[Kernel] change benchmark script so that result can be directly used; tune moe kernel in A100/H100 with tp=2,4,8 #3389

youkaichao · 2024-03-13T22:14:36Z

vllm/model_executor/layers/fused_moe/fused_moe.py

vllm/model_executor/layers/fused_moe/configs/E=8,N=1792,device_name=NVIDIA_A100-SXM4-80GB.json

benchmarks/kernels/benchmark_mixtral_moe.py

pcmoritz · 2024-03-14T02:42:03Z

Thanks for the refactorings! While you are touching this code, one thing that would be wonderful to do is to keep track of the timings for the best configuration for each batch size. This could e.g. be done by writing them to a separate file. This would allow you to decide if a new configuration is better than the old one.

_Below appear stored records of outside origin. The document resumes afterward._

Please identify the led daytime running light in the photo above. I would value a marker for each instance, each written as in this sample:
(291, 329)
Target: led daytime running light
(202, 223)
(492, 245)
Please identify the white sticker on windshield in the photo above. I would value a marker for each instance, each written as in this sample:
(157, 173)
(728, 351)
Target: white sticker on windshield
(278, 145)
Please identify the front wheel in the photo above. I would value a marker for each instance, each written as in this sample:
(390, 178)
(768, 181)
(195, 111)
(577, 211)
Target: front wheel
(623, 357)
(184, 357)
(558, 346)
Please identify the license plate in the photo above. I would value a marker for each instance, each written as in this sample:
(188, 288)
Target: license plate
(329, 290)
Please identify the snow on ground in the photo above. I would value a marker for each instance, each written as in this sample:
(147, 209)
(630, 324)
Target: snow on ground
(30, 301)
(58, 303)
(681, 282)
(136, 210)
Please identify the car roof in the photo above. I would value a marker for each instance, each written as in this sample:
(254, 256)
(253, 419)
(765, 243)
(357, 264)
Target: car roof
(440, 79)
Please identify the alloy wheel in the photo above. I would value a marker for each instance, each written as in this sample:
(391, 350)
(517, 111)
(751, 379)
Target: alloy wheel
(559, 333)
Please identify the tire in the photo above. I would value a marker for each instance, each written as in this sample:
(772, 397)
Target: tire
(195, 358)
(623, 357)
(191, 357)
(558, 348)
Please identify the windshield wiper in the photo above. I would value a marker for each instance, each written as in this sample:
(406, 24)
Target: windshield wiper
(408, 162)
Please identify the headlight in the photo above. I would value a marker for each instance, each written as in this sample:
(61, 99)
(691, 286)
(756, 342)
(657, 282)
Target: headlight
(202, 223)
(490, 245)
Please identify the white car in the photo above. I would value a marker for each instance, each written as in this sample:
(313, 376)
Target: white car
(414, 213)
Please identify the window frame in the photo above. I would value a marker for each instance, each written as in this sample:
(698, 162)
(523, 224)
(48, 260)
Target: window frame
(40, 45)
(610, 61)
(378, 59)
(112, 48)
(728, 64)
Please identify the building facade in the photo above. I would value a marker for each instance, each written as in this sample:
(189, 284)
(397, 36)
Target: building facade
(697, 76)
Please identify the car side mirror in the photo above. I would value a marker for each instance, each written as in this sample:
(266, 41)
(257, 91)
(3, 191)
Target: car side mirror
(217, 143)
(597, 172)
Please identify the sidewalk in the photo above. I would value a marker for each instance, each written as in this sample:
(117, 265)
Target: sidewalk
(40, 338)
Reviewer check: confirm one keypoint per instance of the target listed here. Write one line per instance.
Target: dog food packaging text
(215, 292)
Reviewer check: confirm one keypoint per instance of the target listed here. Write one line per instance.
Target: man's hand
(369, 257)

Also note that running the script as-is will likely not produce optimal results in some settings, since there is a bunch of parameter pruning going on at the moment (e.g. for the batch size). Sometimes it is important to look at the values found and then expand the search space if it runs into the boundaries :)

youkaichao · 2024-03-14T02:47:14Z

@pcmoritz This manual kernel tuning is kind of temporary. Going forward, we plan to use triton.autotune to automatically tune these configs. So we don't need to invest too much time here.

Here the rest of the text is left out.